Αθήνα, Atenas!
“¡Ay Solón, Solón! Los griegos siempre sois niños, no hay un griego viejo.” Estas palabras las pronunció un anciano sacerdote de la ciudad de Saís, en el delta del Nilo a uno de los siete sabios de Grecia seis siglos antes de Cristo. Veintiséis siglos después, en la vorágine de la moderna capital griega, apenas nadie recuerda a Solón, menos aún al de Sais.

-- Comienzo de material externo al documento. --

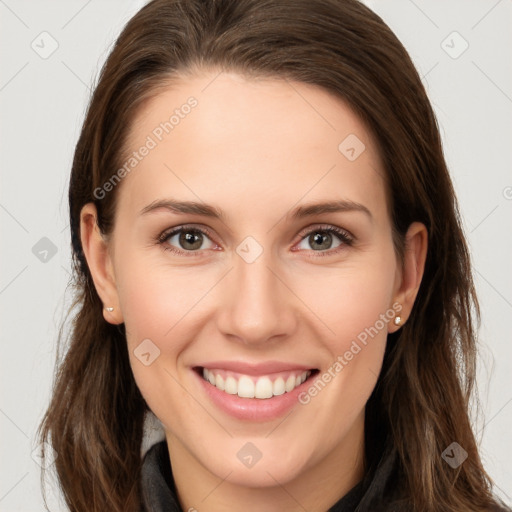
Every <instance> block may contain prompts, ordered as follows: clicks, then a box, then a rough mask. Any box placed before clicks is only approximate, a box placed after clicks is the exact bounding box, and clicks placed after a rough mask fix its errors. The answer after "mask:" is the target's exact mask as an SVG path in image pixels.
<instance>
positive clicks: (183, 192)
mask: <svg viewBox="0 0 512 512" xmlns="http://www.w3.org/2000/svg"><path fill="white" fill-rule="evenodd" d="M69 201H70V225H71V231H72V243H73V254H74V261H75V263H76V268H75V271H76V277H77V299H76V306H77V307H78V311H77V314H76V317H75V320H74V325H73V332H72V336H71V340H70V341H71V342H70V346H69V349H68V351H67V354H66V357H65V359H64V361H63V362H62V365H61V367H60V370H59V374H58V379H57V383H56V387H55V390H54V395H53V399H52V402H51V404H50V407H49V409H48V411H47V414H46V416H45V419H44V421H43V423H42V426H41V439H42V441H49V442H50V443H51V445H52V446H53V448H54V449H55V450H56V452H57V454H58V456H57V459H56V463H55V465H56V469H57V473H58V478H59V481H60V484H61V487H62V490H63V493H64V497H65V499H66V502H67V504H68V506H69V508H70V510H73V511H82V510H83V511H85V510H87V511H104V510H109V511H132V510H133V511H136V510H137V511H138V510H155V511H157V510H198V511H202V510H208V511H221V510H228V509H229V510H265V511H274V510H275V511H277V510H279V511H282V510H286V511H295V510H311V511H318V512H320V511H325V510H333V511H355V510H357V511H358V512H362V511H375V510H407V511H462V510H464V511H477V510H478V511H480V510H501V508H500V505H499V504H498V502H497V500H496V499H495V498H493V495H492V489H491V484H490V479H489V477H488V476H487V474H486V473H485V471H484V469H483V467H482V463H481V460H480V458H479V454H478V449H477V445H476V442H475V437H474V434H473V432H472V430H471V424H470V420H469V417H468V403H469V400H470V397H471V392H472V386H473V383H474V378H475V345H476V342H475V332H474V318H473V316H472V307H473V306H475V310H476V312H478V307H477V302H476V297H475V293H474V287H473V282H472V279H471V271H470V261H469V255H468V251H467V246H466V243H465V240H464V236H463V233H462V230H461V227H460V221H459V216H458V211H457V205H456V200H455V197H454V192H453V188H452V184H451V181H450V178H449V175H448V171H447V168H446V163H445V161H444V157H443V153H442V148H441V142H440V138H439V133H438V129H437V124H436V120H435V116H434V114H433V112H432V109H431V106H430V104H429V101H428V99H427V96H426V94H425V91H424V88H423V86H422V83H421V80H420V78H419V76H418V74H417V72H416V70H415V69H414V67H413V65H412V63H411V61H410V58H409V57H408V55H407V53H406V51H405V50H404V48H403V47H402V45H401V44H400V43H399V41H398V40H397V39H396V37H395V36H394V35H393V34H392V33H391V31H390V30H389V28H388V27H387V26H386V25H385V24H384V22H383V21H382V20H381V19H380V18H379V17H378V16H377V15H375V14H374V13H373V12H371V11H370V10H369V9H367V8H366V7H364V6H363V5H362V4H360V3H358V2H357V1H355V0H350V1H343V2H341V1H335V0H314V1H311V0H308V1H305V0H304V1H296V0H294V1H291V0H272V1H269V0H218V1H200V0H186V1H185V0H181V1H179V0H154V1H152V2H150V3H149V4H148V5H147V6H145V7H144V8H143V9H142V10H141V11H140V12H139V13H138V14H136V15H135V16H134V17H133V18H132V20H131V21H130V22H129V23H128V25H127V26H126V28H125V29H124V30H123V32H122V34H121V35H120V37H119V39H118V41H117V43H116V45H115V47H114V49H113V50H112V52H111V54H110V56H109V58H108V60H107V62H106V64H105V66H104V69H103V71H102V73H101V76H100V80H99V83H98V85H97V87H96V90H95V92H94V96H93V98H92V100H91V103H90V106H89V110H88V113H87V116H86V119H85V122H84V126H83V129H82V133H81V136H80V139H79V141H78V144H77V147H76V152H75V158H74V162H73V169H72V174H71V181H70V190H69ZM152 414H154V415H155V416H156V417H157V418H158V419H159V420H160V421H161V423H162V425H163V427H164V432H165V440H164V441H162V442H160V443H157V444H156V445H154V446H153V447H152V448H151V449H150V450H149V452H148V453H147V454H146V455H145V457H144V459H143V460H141V457H140V448H141V442H142V438H143V431H144V421H145V419H147V418H148V417H150V415H152Z"/></svg>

El sacerdote egipcio recriminaba a los helenos que fueran incapaces de recordar su historia y sus tradiciones, muy a pesar de los argumentos esgrimidos por Solón recordando los hechos más antiguos, la llegada del primer hombre, Foreneo, hijo del dios Inaco y de una Ninfa y de cómo evolucionó la vida tras el diluvio. El de Saís tuvo que recordarle a Solón, que había llovido más veces y más diluvios y más destrucciones y reconstrucciones terrenales habían acaecido en este mundo, como la de la Atlántida. Le instruyó en la filosofía que impulsó el gobierno de la isla occidental y de cómo el tiempo causó su desgracia y su derrota ante los propios griegos. Un par de siglos más tarde Platón recogió en sus diálogos Timeo y Critias las informaciones recibidas por Solón.
Los diálogos, en los que hace intervenir a Sócrates, Hermócrates y a los mismos Timeo y Critias se desarrollaron en el ágora ateniense, no muy lejos de la Acrópolis, hoy un hervidero de turistas. Alrededor se extendió la antigua polis griega que perdió su empuje y parte de su grandeza tras la caída del Imperio Romano de Oriente. Ya en tiempos de Bizancio, Atenas se vio convertida en una apartada urbe de provincias que no mejoró tras el paso de normandos, venecianos, catalanes y turcos. Con la independencia la ciudad recuperó la capitalidad, ahora del nuevo estado europeo, y empezó a desbordarse, primero hacia las actuales plazas Syntagma y Omonia, luego, más allá, como si el Ática no tuviera límites. Desde la ventanilla del avión, cuando este inicia el descenso hacia el moderno aeropuerto que lleva el nombre del padre de la nueva patria Elefterios Venizolos, Atenas aparece como una interminable mancha blanca que ocupa el territorio avanzando en todas direcciones, salvo por el sur, donde está el puerto de el Pireo y el mar, que limita sus ansias de crecimiento. Atenas no es Grecia, pero toda Grecia está en Atenas, particularmente la Grecia insular que, cuando acaba la temporada de verano y se retiran los turistas, envía de vuelta a todos aquellos que ya no tienen trabajo en las islas.
Una marabunta de peatones entra y sale de la estación de Monastiraki, algunos paran en los tenderetes de coco y de cacahuetes, otros descansan sus pies a la sombra de la antigua mezquita antes de adentrarse en las calles peatonales que rodean la antigua Ágora Romana, aunque probablemente sea preferible ocupar alguna de las innumerables terrazas que se extienden a lo largo de la calle. Una de ellas es peculiar, situada frente al templo de Ares. Lo es porque curiosamente para la zona la clientela es local, algunos de ellos desplazan mecánicamente las cuentas de sus komboloi, rosarios, entre los dedos índice y pulgar. El ouzo fluye hacia las mesas con la misma presteza que lo hace el frappé, el café helado que toman tanto en verano como en invierno. Otro buen lugar donde hacer un alto, a ser posible vespertino, son los cafés que están al final de la calle Tripodon, junto al monumento a Lysicrates. Desde aquí las vistas nocturnas de la Acrópolis son espectaculares.
El antiguo nombre de la ciudad se formuló en plural, quizás porque eran varias las ciudades que se forjaron en torno a la Acrópolis. Un plural que no se ha perdido, ni en el nombre ni en las características de todas aquellas Grecias que pueblan la moderna metrópolis helena.